La seduta si è conclusa con una condanna a trenta giorni di reclusione, e il 2 febbraio ci sarà un’altra udienza che potrebbe commutare la pena definitiva in una più ingente, di 3 anni e 6 mesi. Se la corte accoglierà la richiesta avanzata dalla sezione moscovita del Servizio Penitenziario-Federale (Fsin), Navalny rischierà di finire definitivamente in galera.
L’accusa è di non aver firmato bi-mensilmente (come da obbligo) per certificare la sua reclusione ai domiciliari, condanna emessa in seguito ad un altro processo-farsa che lo ha giudicato nel 2014 per reati finanziari. Naturalmente, egli non ha potuto firmare poiché era ricoverato in Germania, ma questo non ha alcuna valenza per l’autorità russa.
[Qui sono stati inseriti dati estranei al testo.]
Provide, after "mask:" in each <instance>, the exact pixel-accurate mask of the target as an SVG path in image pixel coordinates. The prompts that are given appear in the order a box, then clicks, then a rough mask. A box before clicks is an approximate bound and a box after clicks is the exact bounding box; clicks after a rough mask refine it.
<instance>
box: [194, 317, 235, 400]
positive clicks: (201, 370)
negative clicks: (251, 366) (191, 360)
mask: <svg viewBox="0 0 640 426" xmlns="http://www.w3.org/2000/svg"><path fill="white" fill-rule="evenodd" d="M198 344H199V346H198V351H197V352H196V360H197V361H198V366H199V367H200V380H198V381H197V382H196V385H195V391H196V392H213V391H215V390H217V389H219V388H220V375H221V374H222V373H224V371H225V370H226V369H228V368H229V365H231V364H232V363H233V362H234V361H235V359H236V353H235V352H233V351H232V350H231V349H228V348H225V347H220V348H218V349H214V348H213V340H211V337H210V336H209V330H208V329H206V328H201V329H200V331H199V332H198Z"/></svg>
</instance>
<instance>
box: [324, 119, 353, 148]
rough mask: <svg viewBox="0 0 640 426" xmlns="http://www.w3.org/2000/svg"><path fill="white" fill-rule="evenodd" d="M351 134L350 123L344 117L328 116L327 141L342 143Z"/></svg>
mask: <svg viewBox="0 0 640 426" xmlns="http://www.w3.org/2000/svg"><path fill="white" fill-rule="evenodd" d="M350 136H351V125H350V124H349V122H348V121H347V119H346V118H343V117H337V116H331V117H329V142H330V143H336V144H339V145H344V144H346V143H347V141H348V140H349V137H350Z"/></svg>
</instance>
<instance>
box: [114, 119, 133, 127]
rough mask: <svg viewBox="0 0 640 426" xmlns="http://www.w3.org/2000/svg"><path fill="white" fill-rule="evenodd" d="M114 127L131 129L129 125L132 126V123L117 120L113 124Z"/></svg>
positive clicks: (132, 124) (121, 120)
L’accusa ai servizi segreti russi
Durante la convalescenza in Germania, grazie all’aiuto della Bellingcat e della CNN, Navalny è riuscito a stanare i mandanti del suo tentato omicidio. Un team di agenti dell’FSB, i servizi di sicurezza russi, pedinava l’oppositore russo da anni e, al momento dell’avvelenamento, si trovava nei pressi dell’hotel dove Navalny alloggiava: lo ha dimostrato una lunga inchiesta pubblicata da diverse testate internazionali, tra cui Bellingcat e la CNN.
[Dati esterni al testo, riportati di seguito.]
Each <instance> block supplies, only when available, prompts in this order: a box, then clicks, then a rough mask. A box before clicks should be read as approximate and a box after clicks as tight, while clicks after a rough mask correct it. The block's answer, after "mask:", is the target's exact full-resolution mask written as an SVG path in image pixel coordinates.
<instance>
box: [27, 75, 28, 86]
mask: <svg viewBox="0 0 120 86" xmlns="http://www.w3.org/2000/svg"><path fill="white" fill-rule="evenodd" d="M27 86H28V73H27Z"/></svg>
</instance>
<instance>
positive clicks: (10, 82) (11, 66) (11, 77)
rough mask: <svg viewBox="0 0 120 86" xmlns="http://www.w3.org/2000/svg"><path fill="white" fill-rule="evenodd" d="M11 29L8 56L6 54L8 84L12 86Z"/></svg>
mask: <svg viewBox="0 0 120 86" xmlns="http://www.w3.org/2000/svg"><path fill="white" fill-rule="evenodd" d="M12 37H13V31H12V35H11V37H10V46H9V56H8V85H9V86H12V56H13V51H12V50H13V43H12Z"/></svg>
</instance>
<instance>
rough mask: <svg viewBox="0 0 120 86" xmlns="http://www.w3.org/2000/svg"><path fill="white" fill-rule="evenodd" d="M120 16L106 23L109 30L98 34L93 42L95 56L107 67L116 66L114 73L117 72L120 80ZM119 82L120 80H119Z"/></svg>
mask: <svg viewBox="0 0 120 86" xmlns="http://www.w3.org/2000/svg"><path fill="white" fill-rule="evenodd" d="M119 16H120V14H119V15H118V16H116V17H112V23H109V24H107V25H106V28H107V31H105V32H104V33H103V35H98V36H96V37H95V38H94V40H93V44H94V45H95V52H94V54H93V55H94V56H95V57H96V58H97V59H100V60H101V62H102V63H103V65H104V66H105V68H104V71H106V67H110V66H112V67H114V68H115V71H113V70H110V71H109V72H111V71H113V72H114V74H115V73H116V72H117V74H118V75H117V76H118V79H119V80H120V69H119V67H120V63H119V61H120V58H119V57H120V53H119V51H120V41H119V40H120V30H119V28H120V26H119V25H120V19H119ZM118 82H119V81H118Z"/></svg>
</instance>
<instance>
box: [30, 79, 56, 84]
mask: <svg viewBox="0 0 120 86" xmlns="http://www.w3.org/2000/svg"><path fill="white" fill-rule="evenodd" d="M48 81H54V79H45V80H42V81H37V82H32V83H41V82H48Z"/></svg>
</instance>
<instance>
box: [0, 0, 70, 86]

Le stesse testate hanno pubblicato un altro articolo in cui raccontano come Navalny avrebbe contattato per telefono gli agenti responsabili dell’operazione contro di lui. Usando una falsa identità, ha fatto confessare a uno di loro che l’FSB sarebbe responsabile dell’avvelenamento. Le telefonate tra gli agenti e Navalny sono avvenute il 14 dicembre 2020, poco prima della pubblicazione dell’inchiesta iniziale che rivela i nomi e le attività di pedinamento effettuate da questi ultimi.
Sostegno estero
Il politico russo è pienamente consapevole del rischio che corre, ma continua imperterrito la sua battaglia, sostenuto anche dall’Europa. Il presidente dell’Europarlamento, David Sassoli, ha dichiarato in apertura della sessione plenaria:
”Invito le autorità russe a rilasciare il signor Navalny, la sua detenzione costituisce una violazione dei diritti umani. Noi tutti lo sosteniamo”.
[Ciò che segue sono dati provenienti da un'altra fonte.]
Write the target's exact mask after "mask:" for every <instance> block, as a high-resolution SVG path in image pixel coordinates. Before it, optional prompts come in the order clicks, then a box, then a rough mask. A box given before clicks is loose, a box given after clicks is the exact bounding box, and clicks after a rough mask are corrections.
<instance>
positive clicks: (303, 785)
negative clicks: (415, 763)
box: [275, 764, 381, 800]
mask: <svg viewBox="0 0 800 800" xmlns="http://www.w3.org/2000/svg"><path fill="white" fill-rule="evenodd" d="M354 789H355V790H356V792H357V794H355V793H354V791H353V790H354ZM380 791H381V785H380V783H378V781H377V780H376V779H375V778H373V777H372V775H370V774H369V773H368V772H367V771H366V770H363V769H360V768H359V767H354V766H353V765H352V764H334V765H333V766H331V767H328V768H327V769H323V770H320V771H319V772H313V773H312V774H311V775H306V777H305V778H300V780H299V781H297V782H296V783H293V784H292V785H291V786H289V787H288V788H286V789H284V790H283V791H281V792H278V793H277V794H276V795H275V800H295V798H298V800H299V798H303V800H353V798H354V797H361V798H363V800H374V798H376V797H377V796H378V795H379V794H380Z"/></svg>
A riguardo, il Partito Popolare Europeo ha chiesto una discussione in Aula sull’arresto dell’oppositore politico al suo ritorno in Russia dopo l’avvelenamento subito la scorsa estate, e la richiesta di dibattito è già stata condivisa da altri gruppi parlamentari.
È Lo stesso Navalny, attraverso il suo canale Navalny Live, a lanciare un appello. «Scendete in piazza, non per me ma per voi stessi, per il vostro futuro. Non abbiate paura. […] Di che cosa ha più paura quest’orso che sta sul gasdotto, quei ladri che stanno nel bunker? Che la gente scenda in piazza. Perché è il fattore che non può essere ignorato, è l’essenza della politica”.
La crudezza dell’accusa di Navalny ha scosso le masse, colpendo profondamente il Presidente russo e provocando inevitabilmente un terremoto mediatico che difficilmente potrà stopparsi. Con la sua testimonianza, Navalny denuncia a tutto il mondo il modo autoritario in cui Putin continua a detenere il potere in Russia, attraverso metodi che sono ben lontani dall’essere liberal-democratici.